Relational Ontologies of Illness, and the Nigerian Sahel

Three people are standing between plants in front of a table, on which there is also a small plant in a top and on which visibly different plant parts and herbs are processed - one sees different species lying around, partly already crushed. Two of the people are standing in the background, one is holding a bowl in his hands. The person in the foreground, apparently responsible for processing the plants and herbs, is smelling a bunch of plants or herbs. In his right hand he holds the tool, perhaps a mortar, which he needs for processing.
Herbal Medicines by Abdulhamid Yusuf, 1996

I recently gave a talk titled “Relational Ontologies of Illness, and the Nigerian Sahel.” I explored conversations of religious healers with spirits about how, when, and where shifting ecologies of the Sahel are affecting human and spirit movements, and lafiya, a Hausa term for health, well-being and balance. I also suggested ways that human and non-human beings and things of the Sahel are mutually constituting one another, in vibrant visceral exchanges, as they take something lively from one another. The scattered small-leafed trees and woody scrubs, for instance, draw attention to the shade they produce, offering up leaves and roots for food and medicine. Rivers and rock formations carve into the Sahel, cooling and watering its inhabitants.  And, spirits, known in the Hausa language as iskoki (winds) and inuwoyi (shades), travel with the winds and dwell in the shady coolness of trees, holes, rock formations, and water, along with numerous animals and plants that ecologically tolerate the Sahel’s wet and dry seasons. Their relative abundance depends on the seasons, and shared histories—from centuries of settlement, cultivation, and resource extraction, to movements for trade, pilgrimage, water, and pasturage. 

Though the Sahel and Sahel-Savannah have been warming since the early 1900s, there has been a sharp rise in temperature and rainfall variability since the 1970s, increasing both dry heat, and humidity and flooding. These conditions affect microbial vectors of illnesses, too, and the reliability and safety of cultivated and wild foods, and herbal medicines.

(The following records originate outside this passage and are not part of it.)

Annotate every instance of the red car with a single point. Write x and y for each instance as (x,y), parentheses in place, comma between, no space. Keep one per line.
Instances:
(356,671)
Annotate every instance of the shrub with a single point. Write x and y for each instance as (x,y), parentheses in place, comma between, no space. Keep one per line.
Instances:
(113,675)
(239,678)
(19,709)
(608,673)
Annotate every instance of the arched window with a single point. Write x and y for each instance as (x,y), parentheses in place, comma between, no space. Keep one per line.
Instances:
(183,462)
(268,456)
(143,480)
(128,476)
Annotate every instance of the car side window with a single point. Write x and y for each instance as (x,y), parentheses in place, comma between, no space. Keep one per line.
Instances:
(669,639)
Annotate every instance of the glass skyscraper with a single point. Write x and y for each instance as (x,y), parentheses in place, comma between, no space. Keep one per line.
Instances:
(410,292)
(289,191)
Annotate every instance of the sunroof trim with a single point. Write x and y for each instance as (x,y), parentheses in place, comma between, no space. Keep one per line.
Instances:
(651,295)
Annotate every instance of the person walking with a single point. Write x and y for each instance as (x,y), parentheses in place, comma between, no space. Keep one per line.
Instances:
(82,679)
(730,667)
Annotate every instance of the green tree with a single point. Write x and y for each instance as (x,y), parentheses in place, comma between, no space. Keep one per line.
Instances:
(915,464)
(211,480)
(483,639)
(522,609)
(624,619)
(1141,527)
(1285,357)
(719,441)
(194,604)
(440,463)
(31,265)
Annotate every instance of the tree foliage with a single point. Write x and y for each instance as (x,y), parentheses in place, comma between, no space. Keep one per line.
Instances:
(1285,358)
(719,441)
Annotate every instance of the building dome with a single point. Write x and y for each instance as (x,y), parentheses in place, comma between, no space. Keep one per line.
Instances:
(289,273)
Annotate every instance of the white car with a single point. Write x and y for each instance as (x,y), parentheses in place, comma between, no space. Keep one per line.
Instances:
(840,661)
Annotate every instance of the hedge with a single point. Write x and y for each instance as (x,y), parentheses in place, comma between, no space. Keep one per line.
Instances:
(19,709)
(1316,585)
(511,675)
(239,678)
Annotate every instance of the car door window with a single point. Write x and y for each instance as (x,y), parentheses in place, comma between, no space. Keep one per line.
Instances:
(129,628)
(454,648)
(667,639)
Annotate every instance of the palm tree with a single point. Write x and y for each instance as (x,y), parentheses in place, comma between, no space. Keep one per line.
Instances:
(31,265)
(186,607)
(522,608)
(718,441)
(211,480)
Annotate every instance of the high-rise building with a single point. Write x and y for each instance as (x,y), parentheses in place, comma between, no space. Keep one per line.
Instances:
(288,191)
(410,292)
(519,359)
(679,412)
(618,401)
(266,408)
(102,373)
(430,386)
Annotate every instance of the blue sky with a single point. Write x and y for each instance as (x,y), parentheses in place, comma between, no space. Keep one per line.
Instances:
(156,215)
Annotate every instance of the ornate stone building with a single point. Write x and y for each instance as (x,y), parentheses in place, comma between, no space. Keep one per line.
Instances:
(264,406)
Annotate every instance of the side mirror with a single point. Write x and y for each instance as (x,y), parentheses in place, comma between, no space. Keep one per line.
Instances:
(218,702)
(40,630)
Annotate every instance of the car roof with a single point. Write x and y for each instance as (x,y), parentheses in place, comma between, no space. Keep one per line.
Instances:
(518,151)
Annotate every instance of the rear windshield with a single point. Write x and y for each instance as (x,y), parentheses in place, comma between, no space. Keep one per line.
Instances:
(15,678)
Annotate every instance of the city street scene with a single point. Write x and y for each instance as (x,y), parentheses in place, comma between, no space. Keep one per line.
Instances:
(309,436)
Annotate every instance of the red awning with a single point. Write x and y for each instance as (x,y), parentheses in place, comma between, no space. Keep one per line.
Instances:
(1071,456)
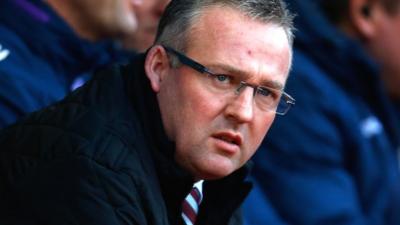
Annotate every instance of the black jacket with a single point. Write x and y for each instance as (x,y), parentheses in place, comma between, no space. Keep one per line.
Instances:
(101,156)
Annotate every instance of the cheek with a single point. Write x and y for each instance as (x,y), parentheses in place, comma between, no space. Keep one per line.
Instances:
(260,129)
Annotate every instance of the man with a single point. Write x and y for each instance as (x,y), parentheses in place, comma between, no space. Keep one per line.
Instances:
(148,15)
(129,145)
(333,159)
(46,46)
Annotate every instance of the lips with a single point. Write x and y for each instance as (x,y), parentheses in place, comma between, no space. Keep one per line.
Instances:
(229,137)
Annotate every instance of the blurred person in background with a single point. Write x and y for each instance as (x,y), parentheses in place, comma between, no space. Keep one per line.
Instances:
(333,159)
(148,14)
(47,46)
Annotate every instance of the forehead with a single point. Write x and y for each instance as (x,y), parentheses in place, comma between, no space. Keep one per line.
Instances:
(223,35)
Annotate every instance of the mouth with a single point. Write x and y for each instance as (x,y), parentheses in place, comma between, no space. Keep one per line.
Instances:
(229,138)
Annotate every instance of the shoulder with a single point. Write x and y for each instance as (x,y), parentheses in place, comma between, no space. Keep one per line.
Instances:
(90,122)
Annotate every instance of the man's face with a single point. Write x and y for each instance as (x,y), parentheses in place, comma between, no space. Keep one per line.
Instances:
(148,15)
(385,47)
(215,135)
(107,18)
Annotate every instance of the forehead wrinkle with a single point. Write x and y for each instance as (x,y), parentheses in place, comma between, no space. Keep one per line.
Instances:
(244,76)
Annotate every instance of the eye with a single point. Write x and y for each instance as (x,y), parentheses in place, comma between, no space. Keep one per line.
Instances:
(223,78)
(264,91)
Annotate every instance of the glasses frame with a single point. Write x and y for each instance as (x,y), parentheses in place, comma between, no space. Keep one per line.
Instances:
(286,98)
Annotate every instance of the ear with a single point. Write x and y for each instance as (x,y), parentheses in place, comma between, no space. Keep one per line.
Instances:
(365,16)
(156,66)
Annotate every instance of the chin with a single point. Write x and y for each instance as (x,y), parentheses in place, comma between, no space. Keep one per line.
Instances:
(215,172)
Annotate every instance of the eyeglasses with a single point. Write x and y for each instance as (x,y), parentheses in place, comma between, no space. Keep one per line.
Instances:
(266,98)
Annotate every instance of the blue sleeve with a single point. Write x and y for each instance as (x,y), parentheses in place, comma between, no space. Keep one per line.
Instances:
(27,82)
(302,167)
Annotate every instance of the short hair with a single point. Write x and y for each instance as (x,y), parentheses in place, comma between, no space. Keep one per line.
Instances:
(179,16)
(337,11)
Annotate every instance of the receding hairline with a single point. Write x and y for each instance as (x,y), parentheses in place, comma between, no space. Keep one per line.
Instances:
(203,11)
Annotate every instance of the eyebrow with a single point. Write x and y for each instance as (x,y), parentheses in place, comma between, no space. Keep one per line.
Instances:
(244,75)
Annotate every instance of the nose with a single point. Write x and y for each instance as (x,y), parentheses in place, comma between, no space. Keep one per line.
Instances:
(241,108)
(137,2)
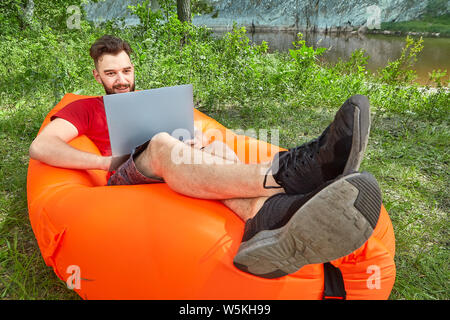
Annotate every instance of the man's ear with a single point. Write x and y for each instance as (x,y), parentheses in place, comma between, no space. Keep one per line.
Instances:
(97,76)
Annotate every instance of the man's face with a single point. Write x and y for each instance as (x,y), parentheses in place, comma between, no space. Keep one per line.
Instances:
(115,73)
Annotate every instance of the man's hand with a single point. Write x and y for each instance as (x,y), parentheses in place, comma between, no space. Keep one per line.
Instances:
(199,141)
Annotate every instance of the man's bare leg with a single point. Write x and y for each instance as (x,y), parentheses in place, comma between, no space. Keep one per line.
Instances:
(211,178)
(245,208)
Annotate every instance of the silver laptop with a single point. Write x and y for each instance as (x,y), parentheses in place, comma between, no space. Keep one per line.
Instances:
(135,117)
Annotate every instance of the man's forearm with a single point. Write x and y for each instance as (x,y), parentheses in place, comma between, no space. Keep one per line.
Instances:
(56,152)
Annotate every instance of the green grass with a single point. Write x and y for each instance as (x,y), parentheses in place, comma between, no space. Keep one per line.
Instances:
(439,24)
(242,87)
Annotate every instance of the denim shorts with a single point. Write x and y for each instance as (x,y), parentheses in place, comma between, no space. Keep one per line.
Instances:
(128,174)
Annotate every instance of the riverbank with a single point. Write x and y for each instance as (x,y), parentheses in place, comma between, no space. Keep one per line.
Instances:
(245,88)
(427,26)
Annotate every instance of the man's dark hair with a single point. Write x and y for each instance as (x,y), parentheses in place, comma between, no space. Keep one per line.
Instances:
(108,44)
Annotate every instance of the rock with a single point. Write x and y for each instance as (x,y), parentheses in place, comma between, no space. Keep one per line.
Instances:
(363,29)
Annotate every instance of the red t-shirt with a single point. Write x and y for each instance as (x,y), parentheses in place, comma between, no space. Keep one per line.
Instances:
(89,117)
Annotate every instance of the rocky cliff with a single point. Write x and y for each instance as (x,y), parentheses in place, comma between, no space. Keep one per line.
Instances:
(318,15)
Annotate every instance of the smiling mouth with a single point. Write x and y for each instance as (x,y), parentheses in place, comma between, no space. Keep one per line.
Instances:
(122,88)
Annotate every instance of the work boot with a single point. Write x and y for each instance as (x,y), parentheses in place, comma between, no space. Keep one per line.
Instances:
(337,151)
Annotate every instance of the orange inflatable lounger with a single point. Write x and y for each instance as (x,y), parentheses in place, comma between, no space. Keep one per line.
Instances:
(148,242)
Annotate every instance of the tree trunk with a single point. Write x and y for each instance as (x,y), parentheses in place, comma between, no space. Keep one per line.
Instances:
(184,10)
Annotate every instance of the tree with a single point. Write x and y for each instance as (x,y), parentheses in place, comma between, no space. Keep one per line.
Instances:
(184,10)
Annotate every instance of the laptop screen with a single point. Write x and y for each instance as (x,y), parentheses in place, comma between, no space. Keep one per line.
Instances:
(135,117)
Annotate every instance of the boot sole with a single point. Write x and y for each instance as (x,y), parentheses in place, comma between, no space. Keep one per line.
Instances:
(361,130)
(335,222)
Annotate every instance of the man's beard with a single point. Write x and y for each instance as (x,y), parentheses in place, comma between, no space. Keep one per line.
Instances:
(111,90)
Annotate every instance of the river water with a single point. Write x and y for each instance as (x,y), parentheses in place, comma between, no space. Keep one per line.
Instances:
(380,48)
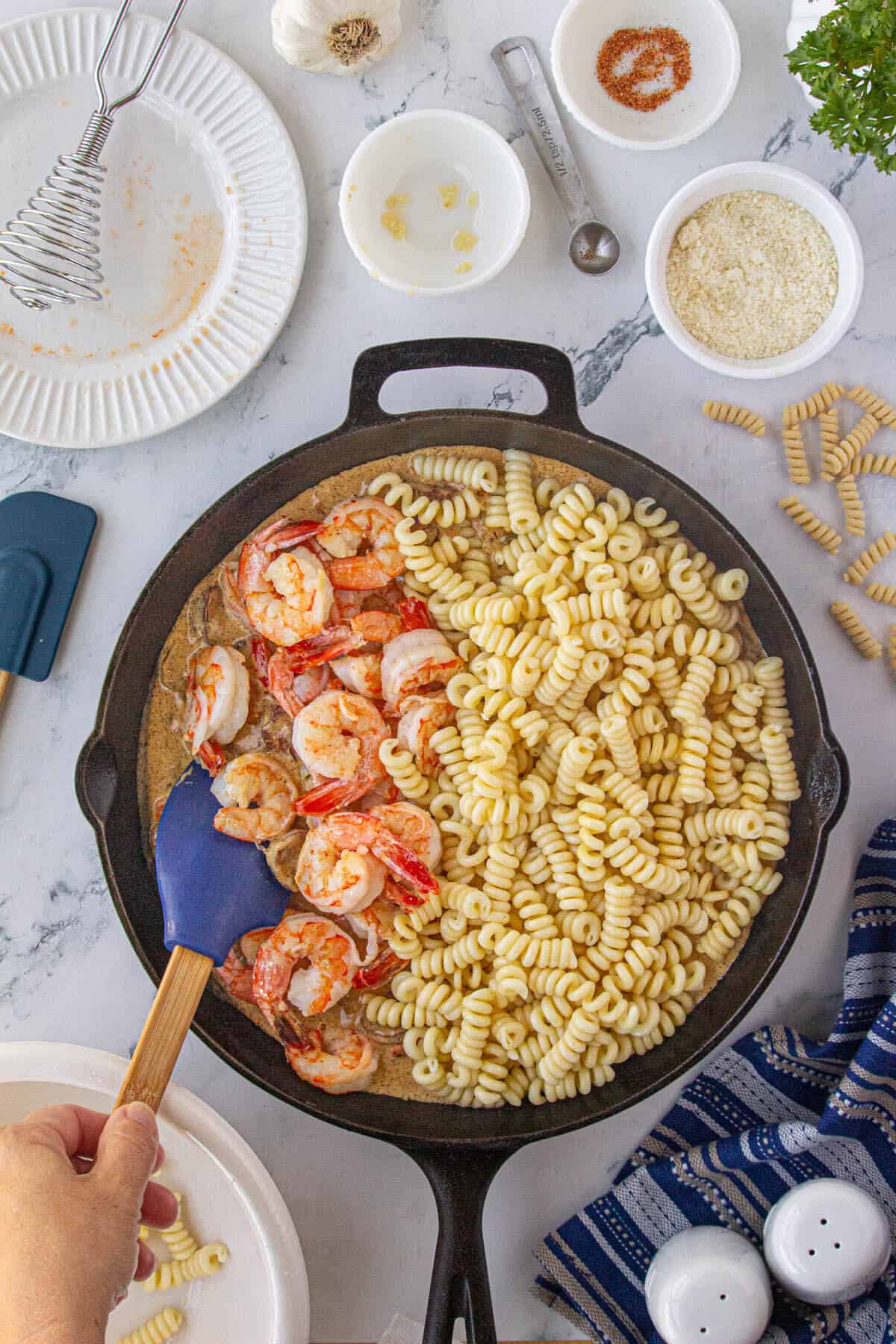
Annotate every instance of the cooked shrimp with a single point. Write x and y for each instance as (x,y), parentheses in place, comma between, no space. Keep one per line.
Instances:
(361,671)
(414,662)
(258,797)
(237,972)
(334,880)
(326,878)
(307,964)
(415,828)
(361,537)
(287,593)
(336,1060)
(339,737)
(294,690)
(422,715)
(415,615)
(217,700)
(376,626)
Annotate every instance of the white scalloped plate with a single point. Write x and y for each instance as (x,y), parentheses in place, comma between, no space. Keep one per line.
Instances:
(205,228)
(231,1199)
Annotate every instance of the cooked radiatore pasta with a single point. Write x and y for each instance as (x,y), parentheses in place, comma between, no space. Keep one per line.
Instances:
(202,1263)
(601,794)
(739,416)
(812,526)
(853,507)
(403,772)
(160,1328)
(813,405)
(882,593)
(476,472)
(882,410)
(795,455)
(853,626)
(178,1238)
(859,570)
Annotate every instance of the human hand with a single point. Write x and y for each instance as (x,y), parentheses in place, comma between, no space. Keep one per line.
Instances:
(74,1187)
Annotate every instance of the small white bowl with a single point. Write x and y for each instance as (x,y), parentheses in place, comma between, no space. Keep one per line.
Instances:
(411,158)
(715,60)
(782,181)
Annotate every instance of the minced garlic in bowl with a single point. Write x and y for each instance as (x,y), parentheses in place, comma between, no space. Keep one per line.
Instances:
(751,275)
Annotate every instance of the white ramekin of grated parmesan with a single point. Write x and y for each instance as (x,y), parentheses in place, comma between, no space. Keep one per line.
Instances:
(754,270)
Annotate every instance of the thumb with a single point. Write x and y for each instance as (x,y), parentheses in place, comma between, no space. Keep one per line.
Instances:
(127,1152)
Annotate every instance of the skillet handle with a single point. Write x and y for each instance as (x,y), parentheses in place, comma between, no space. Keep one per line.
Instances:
(460,1288)
(548,364)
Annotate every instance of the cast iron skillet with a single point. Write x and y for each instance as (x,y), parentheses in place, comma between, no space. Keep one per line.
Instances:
(460,1151)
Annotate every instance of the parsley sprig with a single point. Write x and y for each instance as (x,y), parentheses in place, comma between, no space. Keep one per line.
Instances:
(849,63)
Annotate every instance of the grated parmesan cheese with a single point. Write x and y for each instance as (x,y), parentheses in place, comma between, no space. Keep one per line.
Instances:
(751,275)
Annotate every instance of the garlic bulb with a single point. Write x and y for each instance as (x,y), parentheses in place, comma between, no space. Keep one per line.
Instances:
(336,37)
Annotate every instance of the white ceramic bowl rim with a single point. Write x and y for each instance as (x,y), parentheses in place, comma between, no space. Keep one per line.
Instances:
(727,27)
(496,140)
(99,1070)
(849,255)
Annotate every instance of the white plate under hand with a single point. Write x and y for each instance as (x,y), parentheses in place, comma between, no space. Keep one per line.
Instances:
(261,1293)
(205,228)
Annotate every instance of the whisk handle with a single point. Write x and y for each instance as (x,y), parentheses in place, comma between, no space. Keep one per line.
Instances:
(107,108)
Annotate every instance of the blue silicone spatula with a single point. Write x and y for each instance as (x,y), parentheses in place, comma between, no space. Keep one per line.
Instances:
(213,890)
(43,544)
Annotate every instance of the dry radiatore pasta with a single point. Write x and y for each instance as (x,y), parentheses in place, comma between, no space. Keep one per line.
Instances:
(739,416)
(859,570)
(853,507)
(882,410)
(882,593)
(829,436)
(850,623)
(874,464)
(813,405)
(795,455)
(812,526)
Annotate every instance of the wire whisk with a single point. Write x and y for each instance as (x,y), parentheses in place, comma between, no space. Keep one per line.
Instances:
(50,253)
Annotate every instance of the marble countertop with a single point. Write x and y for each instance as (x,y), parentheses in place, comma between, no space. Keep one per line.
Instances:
(364,1211)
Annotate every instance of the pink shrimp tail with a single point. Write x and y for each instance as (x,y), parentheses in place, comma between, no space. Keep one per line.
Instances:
(415,615)
(323,648)
(379,971)
(261,658)
(329,796)
(260,550)
(213,757)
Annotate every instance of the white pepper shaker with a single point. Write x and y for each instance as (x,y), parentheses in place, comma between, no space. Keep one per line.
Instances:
(827,1241)
(709,1285)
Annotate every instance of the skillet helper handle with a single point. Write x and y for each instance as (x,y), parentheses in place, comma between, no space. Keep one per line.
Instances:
(460,1288)
(548,364)
(169,1018)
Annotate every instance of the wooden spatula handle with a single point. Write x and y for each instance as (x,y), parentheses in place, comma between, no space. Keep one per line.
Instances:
(167,1026)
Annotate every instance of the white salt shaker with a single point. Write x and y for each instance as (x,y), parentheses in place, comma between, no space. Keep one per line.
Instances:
(827,1241)
(711,1285)
(803,18)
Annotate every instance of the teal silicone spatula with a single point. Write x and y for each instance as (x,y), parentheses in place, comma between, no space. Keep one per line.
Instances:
(43,544)
(214,889)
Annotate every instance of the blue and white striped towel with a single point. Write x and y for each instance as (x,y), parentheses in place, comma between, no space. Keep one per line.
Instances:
(774,1110)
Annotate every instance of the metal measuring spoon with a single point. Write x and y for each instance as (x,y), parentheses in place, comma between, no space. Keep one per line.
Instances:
(594,248)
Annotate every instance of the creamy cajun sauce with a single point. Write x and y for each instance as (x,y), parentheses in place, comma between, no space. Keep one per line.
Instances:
(205,620)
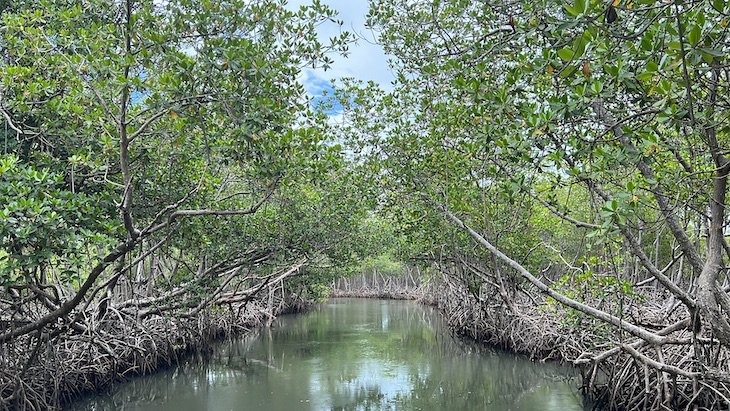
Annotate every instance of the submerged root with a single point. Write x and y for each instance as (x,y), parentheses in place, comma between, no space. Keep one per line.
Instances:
(39,372)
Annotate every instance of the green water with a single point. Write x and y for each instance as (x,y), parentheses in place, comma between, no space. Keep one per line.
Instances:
(350,354)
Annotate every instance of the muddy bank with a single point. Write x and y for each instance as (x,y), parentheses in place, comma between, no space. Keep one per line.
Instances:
(41,373)
(617,370)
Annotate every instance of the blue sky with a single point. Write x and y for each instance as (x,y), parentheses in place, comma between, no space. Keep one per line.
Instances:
(366,60)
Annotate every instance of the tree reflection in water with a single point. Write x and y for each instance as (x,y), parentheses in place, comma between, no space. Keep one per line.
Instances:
(351,354)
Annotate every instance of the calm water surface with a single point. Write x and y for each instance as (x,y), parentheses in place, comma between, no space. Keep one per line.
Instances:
(350,354)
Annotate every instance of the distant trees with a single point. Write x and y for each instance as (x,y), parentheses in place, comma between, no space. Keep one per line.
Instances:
(574,138)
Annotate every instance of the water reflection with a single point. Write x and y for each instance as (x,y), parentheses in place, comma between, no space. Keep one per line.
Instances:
(350,354)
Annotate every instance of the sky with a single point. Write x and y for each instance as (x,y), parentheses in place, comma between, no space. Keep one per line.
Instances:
(366,60)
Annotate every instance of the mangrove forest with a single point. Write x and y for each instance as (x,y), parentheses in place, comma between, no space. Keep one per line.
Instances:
(547,178)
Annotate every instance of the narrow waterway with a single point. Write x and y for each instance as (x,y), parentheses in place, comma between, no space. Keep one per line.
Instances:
(350,354)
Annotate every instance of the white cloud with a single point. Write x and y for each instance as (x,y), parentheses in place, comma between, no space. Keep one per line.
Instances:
(366,60)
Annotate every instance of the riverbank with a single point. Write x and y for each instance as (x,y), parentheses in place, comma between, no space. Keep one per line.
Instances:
(615,375)
(53,374)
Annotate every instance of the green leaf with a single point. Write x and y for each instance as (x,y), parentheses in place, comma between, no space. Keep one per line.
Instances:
(694,35)
(566,54)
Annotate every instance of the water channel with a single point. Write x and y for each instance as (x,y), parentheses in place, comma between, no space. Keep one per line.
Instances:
(350,354)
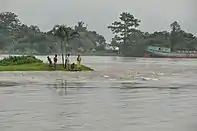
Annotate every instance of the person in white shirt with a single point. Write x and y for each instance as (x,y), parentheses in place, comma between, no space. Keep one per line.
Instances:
(67,61)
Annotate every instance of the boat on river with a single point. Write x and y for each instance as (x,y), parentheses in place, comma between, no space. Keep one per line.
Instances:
(164,52)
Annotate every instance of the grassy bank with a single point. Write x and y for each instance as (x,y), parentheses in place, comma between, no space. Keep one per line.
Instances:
(31,63)
(38,67)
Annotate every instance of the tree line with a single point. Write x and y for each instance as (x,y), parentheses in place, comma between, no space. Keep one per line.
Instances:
(133,42)
(16,37)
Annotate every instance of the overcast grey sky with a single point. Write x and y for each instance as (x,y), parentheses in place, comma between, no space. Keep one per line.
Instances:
(155,15)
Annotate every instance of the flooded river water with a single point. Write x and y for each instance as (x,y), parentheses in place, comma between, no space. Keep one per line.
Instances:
(122,94)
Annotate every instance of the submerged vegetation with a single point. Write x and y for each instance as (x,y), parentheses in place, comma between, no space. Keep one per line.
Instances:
(31,63)
(18,38)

In 1995-96, after the concurrence of mass spirit possession and one of the largest meningitis epidemics in Nigeria’s history, spirits began to complain to malams and to sarakuna Bori (leaders of the Bori religion) about the human destruction of their shared environment. Spirits who prefer coolness were especially concerned about being displaced as trees were cut, leaving them vulnerable to extreme heat and dryness. Spirits and microbes were traveling more rapidly, in winds and sand, blowing across a more barren land. Spirits were angry about the boom of industries, and the increasingly noxious sights and smells of industrial pollution, which they said, drove them away from their preferred dwelling places into human settlements. Spirits claimed humans were less friendly than in earlier years, more reckless in their movements, stepping on them and their babies without care. The conversations of religious healers with spirits began to shape ecological perspectives about the existence, the right to exist, and how to maintain lafiya or health, well-being and balance, in their shared ecologies. In my talk, I gave specific examples about how beings and things drew attention to themselves, responded, assembled and vitally affected one another to co-produce illnesses, and to heal. Spirit and matter, in my analysis, are neither one and the same, nor detangled, but relational ontologies—whether involving spirits, humans, plants, animals, microbes or industrial chemicals—that affected how, when, and where illnesses emerged, and healing took place.  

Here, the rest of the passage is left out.